Merkel is by no means alone in rejecting Ankara's request to hold a referendum on death penalty on German soil for some 1.4 million Turkish legitimate voters, by far the largest Turkish diaspora community in the world. She received support even from Martin Schulz, the leader of the Social Democratic Party and her main challenger in September elections.
"We cannot allow voting in Germany on an instrument that contradicts our values and our constitution,” Schulz said.
Turkey has attempted to become part of the EU for decades. Formal EU accession negotiations, however, began in 2005. The process has been mired in problems, and only 16 chapters of the 35-chapter accession procedure have been opened for Ankara so far.
A month ahead of Turkey's April 16 referendum, Germany blocked campaign events by Turkish ministers, generating an unprecedented row between Ankara and Berlin. The EU also expressed its deep concern over the outcome of the plebiscite, weeks before voting.

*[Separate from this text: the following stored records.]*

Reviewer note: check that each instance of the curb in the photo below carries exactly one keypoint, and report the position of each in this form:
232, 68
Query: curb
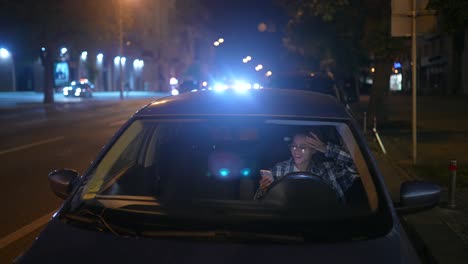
433, 238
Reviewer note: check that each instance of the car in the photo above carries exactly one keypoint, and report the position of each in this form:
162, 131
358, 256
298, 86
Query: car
177, 183
80, 88
314, 82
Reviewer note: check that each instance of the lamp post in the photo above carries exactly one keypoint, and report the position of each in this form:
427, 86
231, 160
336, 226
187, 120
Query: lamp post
5, 54
120, 83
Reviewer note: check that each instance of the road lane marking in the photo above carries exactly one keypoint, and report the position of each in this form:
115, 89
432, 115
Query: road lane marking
31, 145
25, 230
117, 123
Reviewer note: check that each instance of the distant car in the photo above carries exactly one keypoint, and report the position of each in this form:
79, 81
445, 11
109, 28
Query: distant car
177, 181
80, 88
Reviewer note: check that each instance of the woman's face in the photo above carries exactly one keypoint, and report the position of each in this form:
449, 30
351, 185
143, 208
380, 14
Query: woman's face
301, 151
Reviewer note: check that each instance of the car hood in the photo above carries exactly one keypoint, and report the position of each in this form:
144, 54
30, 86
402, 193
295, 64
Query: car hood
63, 243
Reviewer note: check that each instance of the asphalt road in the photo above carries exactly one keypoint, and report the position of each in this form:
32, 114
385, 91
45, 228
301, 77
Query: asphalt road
36, 140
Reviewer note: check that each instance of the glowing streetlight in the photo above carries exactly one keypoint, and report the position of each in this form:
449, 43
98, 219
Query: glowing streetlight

Berlin, however, allowed the Turkish citizens in Germany to take part in the constitutional referendum, in which Erdogan's ‘Yes’ campaign won by a very low margin. Erdogan declared victory in the vote, but opponents said the referendum was deeply flawed.
Relations between Ankara and the European Union have further deteriorated following the coup attempt of mid-July 2016 against Erdogan, which Ankara claims to have been organized by US-based cleric Fethullah Gulen. The EU has censured the large-scale imprisonment and dismissals of people in the wake of the failed coup.